Walt Disney Co. has sold its stake in a regional sports outlet devoted to New York Yankees baseball, effectively ridding itself of a passel of TV-sports properties it acquired as part of its recent $71.3 billion buy of the bulk of 21st Century Fox.
Disney said Thursday that it sold its 80% interest in YES to an investor group that includes the Yankees, Sinclair Broadcast Group, Amazon and RedBird Capital, among others. The baseball team controls the other 20% of the media outlet, and the deal values the Disney stake at $3.47 billion.

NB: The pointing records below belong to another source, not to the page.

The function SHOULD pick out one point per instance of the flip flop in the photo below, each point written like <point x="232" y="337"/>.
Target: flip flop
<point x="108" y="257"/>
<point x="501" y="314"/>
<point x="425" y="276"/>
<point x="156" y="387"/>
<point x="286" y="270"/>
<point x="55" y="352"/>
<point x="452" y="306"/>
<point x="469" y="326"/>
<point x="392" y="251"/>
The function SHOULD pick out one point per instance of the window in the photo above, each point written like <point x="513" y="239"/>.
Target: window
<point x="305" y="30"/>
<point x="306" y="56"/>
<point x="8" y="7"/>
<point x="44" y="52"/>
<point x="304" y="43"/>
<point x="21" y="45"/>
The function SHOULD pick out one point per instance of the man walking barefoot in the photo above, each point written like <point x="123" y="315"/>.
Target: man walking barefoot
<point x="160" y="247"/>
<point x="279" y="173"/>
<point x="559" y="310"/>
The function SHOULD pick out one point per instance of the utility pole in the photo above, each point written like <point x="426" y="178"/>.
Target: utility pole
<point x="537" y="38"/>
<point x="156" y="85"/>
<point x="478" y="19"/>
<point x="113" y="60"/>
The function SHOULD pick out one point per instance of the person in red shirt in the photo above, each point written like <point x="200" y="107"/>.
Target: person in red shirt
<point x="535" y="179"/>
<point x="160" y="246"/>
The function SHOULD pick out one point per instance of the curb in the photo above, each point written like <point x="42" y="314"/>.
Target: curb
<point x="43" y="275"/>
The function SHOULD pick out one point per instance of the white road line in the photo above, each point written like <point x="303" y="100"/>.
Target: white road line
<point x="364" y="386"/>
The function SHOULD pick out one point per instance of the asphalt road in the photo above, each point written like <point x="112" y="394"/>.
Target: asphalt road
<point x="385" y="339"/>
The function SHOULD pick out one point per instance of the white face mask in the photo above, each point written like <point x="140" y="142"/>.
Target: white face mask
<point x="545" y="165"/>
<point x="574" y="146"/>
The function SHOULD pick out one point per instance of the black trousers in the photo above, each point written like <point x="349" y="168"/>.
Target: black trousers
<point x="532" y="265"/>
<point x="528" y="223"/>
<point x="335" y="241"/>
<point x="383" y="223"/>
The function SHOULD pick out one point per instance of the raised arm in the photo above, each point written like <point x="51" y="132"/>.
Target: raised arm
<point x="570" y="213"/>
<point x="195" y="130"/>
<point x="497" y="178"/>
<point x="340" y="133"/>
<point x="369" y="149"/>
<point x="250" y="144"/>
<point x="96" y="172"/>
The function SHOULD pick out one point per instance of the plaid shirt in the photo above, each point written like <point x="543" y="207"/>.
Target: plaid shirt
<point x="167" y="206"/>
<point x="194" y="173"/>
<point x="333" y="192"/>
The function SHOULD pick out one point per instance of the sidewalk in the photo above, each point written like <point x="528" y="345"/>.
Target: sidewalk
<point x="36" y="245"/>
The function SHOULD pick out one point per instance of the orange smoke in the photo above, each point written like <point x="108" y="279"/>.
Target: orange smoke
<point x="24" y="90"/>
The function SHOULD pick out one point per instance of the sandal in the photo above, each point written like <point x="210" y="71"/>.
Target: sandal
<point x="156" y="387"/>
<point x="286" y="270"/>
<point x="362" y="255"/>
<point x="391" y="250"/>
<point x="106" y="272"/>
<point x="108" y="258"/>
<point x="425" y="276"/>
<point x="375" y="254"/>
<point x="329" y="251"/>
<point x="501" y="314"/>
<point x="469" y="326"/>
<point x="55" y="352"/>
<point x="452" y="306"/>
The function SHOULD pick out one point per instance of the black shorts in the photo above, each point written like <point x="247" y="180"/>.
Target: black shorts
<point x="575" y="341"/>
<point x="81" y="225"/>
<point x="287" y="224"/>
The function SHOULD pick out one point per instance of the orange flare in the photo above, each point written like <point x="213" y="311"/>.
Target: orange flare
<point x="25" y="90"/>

Disney’s deal to buy Fox came with a mandate for the company to sell off Fox’s interests in 22 different regional sports networks. Sinclair bought 21 of them in a recently completed deal.
The pact gives multiple buyers the chance to get more involved in sports programming, one of the more stable TV formats around in an era when more consumers are not watching live linear TV. At the same time, the business of regional sports cable networks has become more difficult, as they command high programming fees from cable and satellite distributors, even though not all subscribers watch or want them.

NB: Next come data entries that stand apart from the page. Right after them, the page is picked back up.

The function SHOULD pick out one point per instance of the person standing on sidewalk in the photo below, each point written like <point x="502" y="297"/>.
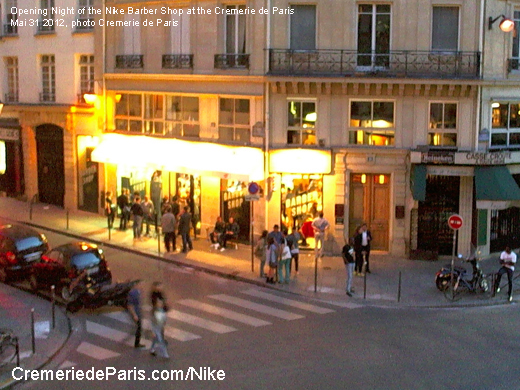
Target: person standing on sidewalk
<point x="349" y="261"/>
<point x="169" y="225"/>
<point x="159" y="309"/>
<point x="508" y="261"/>
<point x="184" y="229"/>
<point x="134" y="308"/>
<point x="320" y="225"/>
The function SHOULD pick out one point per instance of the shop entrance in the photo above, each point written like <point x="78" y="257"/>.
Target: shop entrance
<point x="370" y="204"/>
<point x="442" y="200"/>
<point x="51" y="172"/>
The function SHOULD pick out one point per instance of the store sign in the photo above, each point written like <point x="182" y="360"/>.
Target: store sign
<point x="9" y="134"/>
<point x="438" y="157"/>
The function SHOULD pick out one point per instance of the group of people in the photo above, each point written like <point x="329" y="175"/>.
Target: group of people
<point x="223" y="232"/>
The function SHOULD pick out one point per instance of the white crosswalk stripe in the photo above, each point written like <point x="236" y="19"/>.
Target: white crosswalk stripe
<point x="200" y="322"/>
<point x="286" y="315"/>
<point x="169" y="331"/>
<point x="95" y="352"/>
<point x="288" y="302"/>
<point x="220" y="311"/>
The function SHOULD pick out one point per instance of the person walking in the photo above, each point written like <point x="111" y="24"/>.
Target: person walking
<point x="272" y="257"/>
<point x="134" y="308"/>
<point x="184" y="229"/>
<point x="168" y="226"/>
<point x="349" y="261"/>
<point x="320" y="225"/>
<point x="148" y="214"/>
<point x="508" y="261"/>
<point x="159" y="309"/>
<point x="260" y="251"/>
<point x="137" y="213"/>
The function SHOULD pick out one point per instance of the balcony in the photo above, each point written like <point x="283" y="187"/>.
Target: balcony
<point x="132" y="61"/>
<point x="177" y="61"/>
<point x="231" y="61"/>
<point x="403" y="63"/>
<point x="47" y="97"/>
<point x="10" y="31"/>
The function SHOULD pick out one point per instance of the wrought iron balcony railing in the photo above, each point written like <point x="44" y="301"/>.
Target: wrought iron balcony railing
<point x="402" y="63"/>
<point x="131" y="61"/>
<point x="10" y="30"/>
<point x="177" y="61"/>
<point x="231" y="61"/>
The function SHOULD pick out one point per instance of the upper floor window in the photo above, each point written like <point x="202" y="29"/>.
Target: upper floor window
<point x="303" y="27"/>
<point x="11" y="64"/>
<point x="442" y="129"/>
<point x="301" y="122"/>
<point x="373" y="35"/>
<point x="505" y="125"/>
<point x="234" y="120"/>
<point x="235" y="29"/>
<point x="372" y="123"/>
<point x="445" y="28"/>
<point x="84" y="20"/>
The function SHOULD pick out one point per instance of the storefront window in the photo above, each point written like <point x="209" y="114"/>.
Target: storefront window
<point x="302" y="200"/>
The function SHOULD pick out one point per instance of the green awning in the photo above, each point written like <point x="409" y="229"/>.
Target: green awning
<point x="419" y="182"/>
<point x="495" y="183"/>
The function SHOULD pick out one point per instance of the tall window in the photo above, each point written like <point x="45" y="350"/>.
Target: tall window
<point x="85" y="21"/>
<point x="10" y="18"/>
<point x="442" y="129"/>
<point x="505" y="124"/>
<point x="301" y="122"/>
<point x="372" y="123"/>
<point x="12" y="79"/>
<point x="303" y="27"/>
<point x="48" y="72"/>
<point x="373" y="35"/>
<point x="234" y="120"/>
<point x="235" y="30"/>
<point x="86" y="74"/>
<point x="445" y="29"/>
<point x="46" y="22"/>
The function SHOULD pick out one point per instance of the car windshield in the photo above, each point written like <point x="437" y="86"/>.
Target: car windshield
<point x="85" y="260"/>
<point x="28" y="242"/>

Amazon, which has a deal in place to stream the Fox feed of “Thursday Night Football,” gets to dip its toe into new waters. The Yankees get more control over the fate of a network tied directly to the team. And Sinclair bolsters a swelling operation in TV sports.
“We are excited about partnering with such a renowned franchise as the New York Yankees,” said Chris Ripley, president and CEO of Sinclair, in a statement. “With this investment, we will have 23 RSN brands, including Marquee with the iconic Chicago Cubs, and 21 RSN brands acquired from the Walt Disney Company last week.”
During a conference call held Thursday, Yankees President Randy Levine said Jon Litner, president of YES, had signed a new contract to stay at the helm of the operation. Levine said the Yankees will own about 26% of the business after closing the purchase from Disney, while Sinclair would control approximately 20%. Amazon has a 15% stake, with the option to buy more at a later date, he added.
Executives kept mum about an ongoing carriage dispute with satellite distributor Dish that has kept YES off of its platforms. “I never talk about negotiations in public,” Levine said.
And he hinted the group might have an opportunity next year to find a new distributor for digital rights to the games it controls. At present, a Fox-owned entity has digital rights to Yankees games, Levine said, but he suggested there could be new guidance from Major League Baseball about how digital rights might be sold going forward.